On November 25, 2014, the Article 29 Working Party (“WP29”) issued an opinion paper on device fingerprinting (the “Opinion”). The Opinion builds on existing guidance on cookies (Opinion 04/2012) and confirms that organizations wishing to generate “device fingerprints” by storing or accessing information on a user’s device must obtain user consent (unless an exemption applies).  This is because Article 5(3) of the European e-Privacy Directive 2002/58/EC, known as the “cookie rule”, also applies to device fingerprints.  The real-life impact of the new Opinion on technology businesses is difficult to predict at this stage, but the WP29’s motivation is clear — it aims to prevent companies from using device fingerprinting technology for data analytics or tracking purposes as an alternative to cookies and without the need to obtain consent under Article 5(3).

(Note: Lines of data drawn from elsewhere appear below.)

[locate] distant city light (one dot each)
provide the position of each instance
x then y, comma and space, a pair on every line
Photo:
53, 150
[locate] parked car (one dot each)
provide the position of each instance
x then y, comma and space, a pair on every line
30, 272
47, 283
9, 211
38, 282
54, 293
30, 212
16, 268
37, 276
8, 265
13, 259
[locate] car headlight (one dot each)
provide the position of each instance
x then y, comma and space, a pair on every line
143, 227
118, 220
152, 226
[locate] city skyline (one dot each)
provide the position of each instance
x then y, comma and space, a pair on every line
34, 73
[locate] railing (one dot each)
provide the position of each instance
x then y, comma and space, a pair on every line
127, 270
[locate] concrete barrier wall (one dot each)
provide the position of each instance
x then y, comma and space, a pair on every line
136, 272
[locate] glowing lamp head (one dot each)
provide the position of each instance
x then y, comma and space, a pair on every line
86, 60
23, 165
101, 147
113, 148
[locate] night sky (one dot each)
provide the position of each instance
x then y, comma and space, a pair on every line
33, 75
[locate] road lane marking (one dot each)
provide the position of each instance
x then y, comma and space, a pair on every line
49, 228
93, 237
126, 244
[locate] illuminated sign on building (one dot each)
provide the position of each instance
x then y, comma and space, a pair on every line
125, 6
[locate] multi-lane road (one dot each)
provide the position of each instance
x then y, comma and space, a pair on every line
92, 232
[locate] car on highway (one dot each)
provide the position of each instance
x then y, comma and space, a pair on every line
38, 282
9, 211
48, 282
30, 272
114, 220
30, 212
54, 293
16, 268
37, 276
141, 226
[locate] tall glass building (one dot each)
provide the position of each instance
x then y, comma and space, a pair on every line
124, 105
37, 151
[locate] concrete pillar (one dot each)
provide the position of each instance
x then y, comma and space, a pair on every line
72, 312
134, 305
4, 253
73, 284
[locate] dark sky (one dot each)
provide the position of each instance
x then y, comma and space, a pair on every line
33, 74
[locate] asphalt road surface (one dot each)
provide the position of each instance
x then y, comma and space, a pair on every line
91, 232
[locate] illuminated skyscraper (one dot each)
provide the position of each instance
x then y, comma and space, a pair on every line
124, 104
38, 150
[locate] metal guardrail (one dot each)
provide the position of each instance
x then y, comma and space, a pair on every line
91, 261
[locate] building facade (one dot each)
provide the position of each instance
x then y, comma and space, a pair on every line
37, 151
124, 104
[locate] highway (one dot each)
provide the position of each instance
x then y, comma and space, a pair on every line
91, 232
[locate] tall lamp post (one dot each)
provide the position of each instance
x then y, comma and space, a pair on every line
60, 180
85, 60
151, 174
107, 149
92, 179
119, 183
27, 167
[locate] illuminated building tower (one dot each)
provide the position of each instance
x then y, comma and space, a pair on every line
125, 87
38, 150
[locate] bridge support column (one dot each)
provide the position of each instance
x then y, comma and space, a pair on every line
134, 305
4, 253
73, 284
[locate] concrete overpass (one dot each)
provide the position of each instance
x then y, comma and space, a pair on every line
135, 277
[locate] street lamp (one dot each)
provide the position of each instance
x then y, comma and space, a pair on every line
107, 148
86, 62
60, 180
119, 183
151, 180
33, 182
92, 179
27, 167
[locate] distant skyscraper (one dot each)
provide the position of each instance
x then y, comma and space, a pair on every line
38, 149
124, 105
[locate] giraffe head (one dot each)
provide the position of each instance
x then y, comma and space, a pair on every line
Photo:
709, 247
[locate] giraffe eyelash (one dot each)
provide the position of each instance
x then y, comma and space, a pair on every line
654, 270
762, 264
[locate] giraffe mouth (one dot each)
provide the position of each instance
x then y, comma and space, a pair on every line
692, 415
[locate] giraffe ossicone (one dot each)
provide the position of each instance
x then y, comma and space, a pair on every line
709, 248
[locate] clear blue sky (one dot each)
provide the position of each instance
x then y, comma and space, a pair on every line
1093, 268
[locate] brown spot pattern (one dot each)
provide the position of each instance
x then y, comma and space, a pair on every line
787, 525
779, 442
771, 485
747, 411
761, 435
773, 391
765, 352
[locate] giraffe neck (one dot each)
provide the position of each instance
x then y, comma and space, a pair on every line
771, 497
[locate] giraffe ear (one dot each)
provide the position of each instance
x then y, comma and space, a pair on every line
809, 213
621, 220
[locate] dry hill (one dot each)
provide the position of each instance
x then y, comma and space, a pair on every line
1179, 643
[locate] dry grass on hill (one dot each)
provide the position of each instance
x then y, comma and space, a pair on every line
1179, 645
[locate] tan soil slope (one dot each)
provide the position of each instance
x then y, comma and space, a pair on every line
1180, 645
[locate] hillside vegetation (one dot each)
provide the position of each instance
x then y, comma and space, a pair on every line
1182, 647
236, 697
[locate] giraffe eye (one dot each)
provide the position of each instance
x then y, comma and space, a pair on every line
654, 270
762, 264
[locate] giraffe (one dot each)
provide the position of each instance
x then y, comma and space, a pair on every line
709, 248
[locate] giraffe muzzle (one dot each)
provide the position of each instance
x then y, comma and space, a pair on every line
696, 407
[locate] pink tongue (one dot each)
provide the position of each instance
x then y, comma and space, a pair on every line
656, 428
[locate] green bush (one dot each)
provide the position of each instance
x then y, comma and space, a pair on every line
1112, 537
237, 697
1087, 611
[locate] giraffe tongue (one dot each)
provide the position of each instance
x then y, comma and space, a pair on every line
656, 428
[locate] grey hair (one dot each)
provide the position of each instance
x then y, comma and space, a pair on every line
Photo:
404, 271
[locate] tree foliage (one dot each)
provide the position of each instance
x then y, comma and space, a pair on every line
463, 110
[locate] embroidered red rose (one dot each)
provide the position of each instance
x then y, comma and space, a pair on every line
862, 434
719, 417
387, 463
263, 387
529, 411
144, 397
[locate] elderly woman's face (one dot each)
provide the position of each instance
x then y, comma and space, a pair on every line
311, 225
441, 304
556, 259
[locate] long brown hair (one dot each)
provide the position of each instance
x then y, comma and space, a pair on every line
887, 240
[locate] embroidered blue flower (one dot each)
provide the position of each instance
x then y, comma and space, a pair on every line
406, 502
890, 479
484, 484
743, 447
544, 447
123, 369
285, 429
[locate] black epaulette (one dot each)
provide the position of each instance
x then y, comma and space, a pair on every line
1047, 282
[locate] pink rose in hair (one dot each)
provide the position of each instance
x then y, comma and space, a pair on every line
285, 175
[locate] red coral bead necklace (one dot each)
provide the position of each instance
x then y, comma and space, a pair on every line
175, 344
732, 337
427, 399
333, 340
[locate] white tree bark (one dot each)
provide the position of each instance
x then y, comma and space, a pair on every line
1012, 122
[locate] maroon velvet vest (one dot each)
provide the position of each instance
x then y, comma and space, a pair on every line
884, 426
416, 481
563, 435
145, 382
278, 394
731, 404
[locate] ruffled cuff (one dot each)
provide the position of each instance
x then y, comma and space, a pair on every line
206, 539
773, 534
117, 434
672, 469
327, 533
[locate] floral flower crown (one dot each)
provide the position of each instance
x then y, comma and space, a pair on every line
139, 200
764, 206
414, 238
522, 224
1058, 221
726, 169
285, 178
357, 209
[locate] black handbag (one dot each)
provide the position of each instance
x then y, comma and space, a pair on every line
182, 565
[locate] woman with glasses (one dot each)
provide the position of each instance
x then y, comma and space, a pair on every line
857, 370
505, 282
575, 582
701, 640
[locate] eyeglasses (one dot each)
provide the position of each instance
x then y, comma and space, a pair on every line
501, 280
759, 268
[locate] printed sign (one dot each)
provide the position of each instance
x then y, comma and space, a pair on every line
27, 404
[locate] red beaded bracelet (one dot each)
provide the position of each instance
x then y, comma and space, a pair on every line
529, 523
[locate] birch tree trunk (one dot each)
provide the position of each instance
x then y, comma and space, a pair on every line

“Device fingerprinting” is defined broadly in the Opinion and refers to the collection (and possibly combination) of different information elements that can be used to single out, link or infer a user or device over time from (i) the configuration of the device, or (ii) data exposed by the use of network communication protocols.  WP29 clarifies that device fingerprinting is not limited to a particular type of device, but can be used in relation to a broad range of equipment (e.g., mobile phones, smart TVs, gaming consoles, e-books, internet radio, smart meters, in-car systems, etc.).  One example of device fingerprinting is where a mobile app offers access to information about other apps present on a given smart phone, the phone’s hardware configuration, the operating system, and other features.  Another example is where a web page records when a user clicks on a certain image or ad, or when they scroll up or down the page.

According to the Opinion, device fingerprints pose significant privacy risks because they can be used to single out individuals for the purpose of targeting or to otherwise treat them differently and, most importantly, because — unlike cookies — device fingerprints can be used covertly (including by third parties).  A key concern expressed by the WP29 is that, at present, there is no easy way for users to limit the activity or to control the information that is used to generate digital device fingerprints.

Some legitimate uses of the technology will of course be permitted, and the Article 5(3) exceptions to the consent requirement also apply to device fingerprinting.  Notably, no consent is required for device fingerprinting that is (i) used “for the sole purpose of carrying out the transmission of a communication over an electronic communications network”, or (ii) “strictly necessary” for the provision of an electronic communications service “explicitly” requested by the user.  However, if an organization wishes to use device fingerprinting for multiple purposes, it can rely on an exemption only if all distinct purposes are individually exempted from the consent requirement.  Thus, use of fingerprinting data for incompatible, secondary purposes is prohibited.

To help organizations better understand how the rules may be applied in practice, the WP29 has offered a number of examples:

  • Consent will generally be requiredwhen device fingerprinting is used for the purpose of:

    • First-party website analytics;

    • Online behavioral advertising; or

    • User access and control (e.g., verifying that an account is linked to a specific device).

  • By contrast, device fingerprinting can be used without user consent for the solepurpose of:

    • Network management;

    • Enhancing the security of a service explicitly requested by the user (e.g., to detect repeated failed login attempts); or

    • Adapting the content or user interface to the device (e.g., switching to single column layout for mobiles).

The WP29 recalls that, despite these being two distinct requirements, consent required to store or access information on a user’s device (under Article 5(3)) and consent relating to the collection and processing of the user’s personal data (under the Data Protection Directive 95/46/EC) can be merged in practice, “provided that the user is made unambiguously aware of what he is consenting to.” (Opinion 02/2013 on apps and smart devices)  This is a helpful clarification that may ease the compliance burden, at least initially.

It remains to be seen how affected organizations will respond to this development in practice.  While WP29 guidance doesn’t have the force of law, it is generally well-respected by industry players wishing to ensure compliance with European data protection laws.